Una infinita lámina verde, salpicada de islas con almajos y eneas, se abre frente al patio trasero de la casa que el amo le regaló cuando se quedó embarazada, hace ya más de treinta años, para que criara a su hija cerca de él, aunque no tanto como si fuera legítima. Se levanta en un cruce de caminos: el que lleva hasta la carretera de la ciudad, vislumbrada a lo lejos, y el que sigue hacia el sur, hasta el interior de la marisma, como una urdimbre de albero entre los cañizos. Allí donde el río se abre en una trenza de cauces, respiró María sus primeros aires, y allí ha jugado Ana mientras su abuela le contaba historias sobre las aguas inmensas que guardan los secretos del tiempo y la sabiduría de muchas vidas ocultas en el cieno. Sabina jamás quiso vivir en Gápalis, y no sirvieron de nada las súplicas de su hija.
A Ana le gusta corretear por los caños; hundir los pies en el cieno que se le cuela blando y suave entre los dedos; hurgar con una caña en los hoyos donde los cangrejos se esconden moviendo sus patas rojas, cuando quedan expuestos por la marea; y perseguir a las libélulas, pequeños helicópteros rojos que, como corazones deformes, se aparean sobre los espartillos. En invierno aparecen los gansos, las avefrías, diferentes patos y otras aves del norte; a finales de primavera, la marisma es un batir de alas blancas que se alza sobre el agua, como espuma caótica y repentina; y en verano, humanos y animales se refugian a la sombra hasta la brisa de la tarde.
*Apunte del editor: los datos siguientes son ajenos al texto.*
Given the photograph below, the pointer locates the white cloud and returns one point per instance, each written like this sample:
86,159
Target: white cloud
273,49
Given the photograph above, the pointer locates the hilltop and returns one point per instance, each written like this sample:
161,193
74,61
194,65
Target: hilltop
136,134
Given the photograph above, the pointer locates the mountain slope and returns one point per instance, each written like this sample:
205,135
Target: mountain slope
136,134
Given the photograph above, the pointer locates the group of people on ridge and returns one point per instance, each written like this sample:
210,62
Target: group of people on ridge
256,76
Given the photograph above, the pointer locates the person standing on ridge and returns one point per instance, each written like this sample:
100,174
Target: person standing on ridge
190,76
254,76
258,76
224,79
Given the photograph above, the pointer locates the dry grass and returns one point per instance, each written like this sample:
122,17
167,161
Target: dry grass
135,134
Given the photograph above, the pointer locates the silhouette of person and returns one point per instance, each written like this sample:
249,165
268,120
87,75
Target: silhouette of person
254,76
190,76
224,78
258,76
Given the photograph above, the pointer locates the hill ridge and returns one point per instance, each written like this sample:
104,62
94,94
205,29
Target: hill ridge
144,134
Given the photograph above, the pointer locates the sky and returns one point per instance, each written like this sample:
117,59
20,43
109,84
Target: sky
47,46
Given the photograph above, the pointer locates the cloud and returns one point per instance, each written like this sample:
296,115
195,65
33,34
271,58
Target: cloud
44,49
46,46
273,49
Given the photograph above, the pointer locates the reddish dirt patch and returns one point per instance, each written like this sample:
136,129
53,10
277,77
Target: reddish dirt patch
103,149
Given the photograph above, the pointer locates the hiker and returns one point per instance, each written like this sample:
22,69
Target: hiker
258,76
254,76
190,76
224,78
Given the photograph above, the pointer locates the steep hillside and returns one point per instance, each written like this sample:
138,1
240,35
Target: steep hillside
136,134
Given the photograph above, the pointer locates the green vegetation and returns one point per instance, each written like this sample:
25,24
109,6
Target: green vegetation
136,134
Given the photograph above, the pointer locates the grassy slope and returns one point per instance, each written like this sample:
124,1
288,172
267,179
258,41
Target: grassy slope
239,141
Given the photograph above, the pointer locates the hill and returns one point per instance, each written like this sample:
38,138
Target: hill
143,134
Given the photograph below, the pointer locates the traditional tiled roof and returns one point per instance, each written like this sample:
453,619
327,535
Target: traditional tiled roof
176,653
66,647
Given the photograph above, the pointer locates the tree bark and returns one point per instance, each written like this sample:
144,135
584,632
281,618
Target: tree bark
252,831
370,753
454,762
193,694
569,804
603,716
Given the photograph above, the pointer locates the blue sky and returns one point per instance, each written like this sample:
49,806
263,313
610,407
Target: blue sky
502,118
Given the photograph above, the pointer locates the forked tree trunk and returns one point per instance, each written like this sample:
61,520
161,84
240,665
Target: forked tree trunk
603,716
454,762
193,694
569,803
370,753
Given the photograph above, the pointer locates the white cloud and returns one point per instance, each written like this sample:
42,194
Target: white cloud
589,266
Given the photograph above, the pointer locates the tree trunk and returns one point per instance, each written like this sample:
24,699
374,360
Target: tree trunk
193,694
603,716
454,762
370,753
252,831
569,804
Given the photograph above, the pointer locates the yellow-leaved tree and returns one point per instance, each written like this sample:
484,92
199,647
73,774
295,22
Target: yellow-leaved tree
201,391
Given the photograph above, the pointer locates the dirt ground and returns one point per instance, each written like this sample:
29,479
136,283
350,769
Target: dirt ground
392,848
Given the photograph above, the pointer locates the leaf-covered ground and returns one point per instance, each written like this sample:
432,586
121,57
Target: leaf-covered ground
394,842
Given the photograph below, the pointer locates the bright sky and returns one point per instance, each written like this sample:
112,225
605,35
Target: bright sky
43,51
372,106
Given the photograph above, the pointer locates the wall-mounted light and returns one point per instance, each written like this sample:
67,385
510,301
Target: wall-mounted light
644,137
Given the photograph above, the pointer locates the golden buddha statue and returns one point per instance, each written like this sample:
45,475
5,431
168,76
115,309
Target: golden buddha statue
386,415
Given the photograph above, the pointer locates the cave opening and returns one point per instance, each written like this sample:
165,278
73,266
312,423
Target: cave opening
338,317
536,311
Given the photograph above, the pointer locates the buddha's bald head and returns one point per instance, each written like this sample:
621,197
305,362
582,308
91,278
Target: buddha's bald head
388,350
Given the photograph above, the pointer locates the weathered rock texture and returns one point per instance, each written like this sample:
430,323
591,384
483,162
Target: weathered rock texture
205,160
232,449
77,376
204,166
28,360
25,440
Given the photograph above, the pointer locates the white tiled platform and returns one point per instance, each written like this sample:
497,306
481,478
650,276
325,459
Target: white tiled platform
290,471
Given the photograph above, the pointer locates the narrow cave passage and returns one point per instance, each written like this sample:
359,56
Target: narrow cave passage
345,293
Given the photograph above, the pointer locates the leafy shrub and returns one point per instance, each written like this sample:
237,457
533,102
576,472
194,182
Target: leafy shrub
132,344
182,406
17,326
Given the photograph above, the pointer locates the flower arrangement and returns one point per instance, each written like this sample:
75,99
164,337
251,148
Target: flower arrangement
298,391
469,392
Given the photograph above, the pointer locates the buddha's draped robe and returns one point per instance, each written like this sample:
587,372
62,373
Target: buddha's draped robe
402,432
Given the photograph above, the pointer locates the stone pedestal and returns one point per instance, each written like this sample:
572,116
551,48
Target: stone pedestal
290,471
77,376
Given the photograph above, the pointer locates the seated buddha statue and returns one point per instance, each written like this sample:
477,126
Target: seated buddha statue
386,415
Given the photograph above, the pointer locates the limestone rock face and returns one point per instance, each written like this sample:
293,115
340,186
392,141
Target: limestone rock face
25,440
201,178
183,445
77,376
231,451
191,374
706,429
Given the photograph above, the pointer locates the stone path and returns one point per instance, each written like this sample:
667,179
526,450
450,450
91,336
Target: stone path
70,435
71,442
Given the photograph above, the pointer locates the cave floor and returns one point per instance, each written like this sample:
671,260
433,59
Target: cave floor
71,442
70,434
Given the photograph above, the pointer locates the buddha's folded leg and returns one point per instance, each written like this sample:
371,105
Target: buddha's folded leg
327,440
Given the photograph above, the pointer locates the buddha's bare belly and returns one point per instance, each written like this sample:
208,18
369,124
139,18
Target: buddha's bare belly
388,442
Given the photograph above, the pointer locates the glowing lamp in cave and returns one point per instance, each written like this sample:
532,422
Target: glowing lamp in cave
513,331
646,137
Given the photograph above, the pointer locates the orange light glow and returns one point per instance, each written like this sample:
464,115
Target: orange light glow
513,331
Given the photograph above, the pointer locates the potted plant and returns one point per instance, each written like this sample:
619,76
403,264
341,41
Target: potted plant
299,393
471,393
La casa tiene dos habitaciones: en la principal, el fregadero, el hogar, una mesa y varias sillas; y en la más pequeña, una cama de hierro, ancha y alta, donde duerme Sabina y sus nietos cuando van a verla. Frente al patio trasero hay un pequeño embarcadero de tablas, la mayoría podridas por el salitre y la humedad. Tres palos aislados, clavados hasta la mitad, mohosos y agrietados, parecen esperar una bandera, como guardianes del tiempo y las mareas. Allí está sentada Ana cuando le sorprende un dibujo de manchas marrones en sus bragas; al verlo, su abuela exclama: ¡E’sangre!, luego la abraza: ya ere mujé, Gabata.